Know this: if the Senate blunders in approving a budget, tax reform is dead because GOPers can’t overcome a filibuster.
Now, the time shortfall.
For a variety of reasons, Ryan is reluctant to push tax reform into 2018 — an election year.
Tax reform is his touchstone issue. So for the speaker, it’s optimum to wrap this up in 2017. However, the House and Senate must take a little time to merge their respective budgets into one. That easily slides matter into November.
Brady says he won’t schedule a “markup” session (in which lawmakers actually write the bill) until there’s resolution on the budget issue. If Brady sets up a markup, it likely means he has the votes to advance the tax bill out of committee.

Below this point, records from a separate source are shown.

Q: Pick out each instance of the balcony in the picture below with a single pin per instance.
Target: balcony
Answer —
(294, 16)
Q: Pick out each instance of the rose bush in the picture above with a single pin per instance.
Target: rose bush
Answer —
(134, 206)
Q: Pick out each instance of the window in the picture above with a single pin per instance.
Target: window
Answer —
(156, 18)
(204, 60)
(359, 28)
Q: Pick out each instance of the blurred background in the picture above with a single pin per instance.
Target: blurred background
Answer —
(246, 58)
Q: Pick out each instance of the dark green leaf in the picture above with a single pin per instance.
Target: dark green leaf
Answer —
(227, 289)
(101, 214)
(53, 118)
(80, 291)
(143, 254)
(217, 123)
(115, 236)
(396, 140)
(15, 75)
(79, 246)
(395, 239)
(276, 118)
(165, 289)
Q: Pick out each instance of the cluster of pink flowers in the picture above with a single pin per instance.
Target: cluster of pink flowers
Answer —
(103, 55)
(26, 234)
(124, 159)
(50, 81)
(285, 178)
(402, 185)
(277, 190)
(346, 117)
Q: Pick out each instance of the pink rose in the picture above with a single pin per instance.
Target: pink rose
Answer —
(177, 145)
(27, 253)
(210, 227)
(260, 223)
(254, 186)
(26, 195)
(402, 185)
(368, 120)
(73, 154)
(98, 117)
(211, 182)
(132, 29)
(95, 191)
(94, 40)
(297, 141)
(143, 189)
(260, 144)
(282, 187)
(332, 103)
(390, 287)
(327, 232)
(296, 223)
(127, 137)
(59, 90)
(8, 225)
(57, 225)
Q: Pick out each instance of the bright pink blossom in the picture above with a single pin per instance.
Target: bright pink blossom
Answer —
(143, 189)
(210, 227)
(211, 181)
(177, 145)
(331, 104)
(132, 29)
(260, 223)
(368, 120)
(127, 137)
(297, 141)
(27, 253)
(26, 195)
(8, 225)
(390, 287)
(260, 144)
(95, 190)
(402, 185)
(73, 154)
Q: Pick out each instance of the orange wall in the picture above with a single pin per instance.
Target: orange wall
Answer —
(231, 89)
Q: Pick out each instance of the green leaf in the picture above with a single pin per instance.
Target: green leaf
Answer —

With these barriers, it’s easy to see how days drip off the calendar in November, through Thanksgiving and get you to, voila, Christmas.
Then there’s the deficit.
Republicans are confident that cutting taxes won’t bust the deficit. Those special budget rules, which enable GOPers to sidestep Senate filibusters, prohibit Congress from adding to the deficit over a 10-year period.
But rarely has Congress approved a bill under such rules that didn’t increase the deficit at the end of the 10-year window. Congress often puts “tough” spending decisions in the “out” years of such packages. The savings are never realized.
The national debt now stands at $20.38 trillion. Some economists and many lawmakers of both parties are skeptical that lower taxes can make up the difference in federal revenue via energized economic growth.
For years, Republicans extolled the virtues of “cutting spending” and eliminating deficits. There was barely a peep about deficits from House GOPers as they approved their budget two weeks ago. Some Republicans are starting to get antsy about how Congress is okaying nearly $52 billion in emergency disaster spending for the hurricanes and wildfires.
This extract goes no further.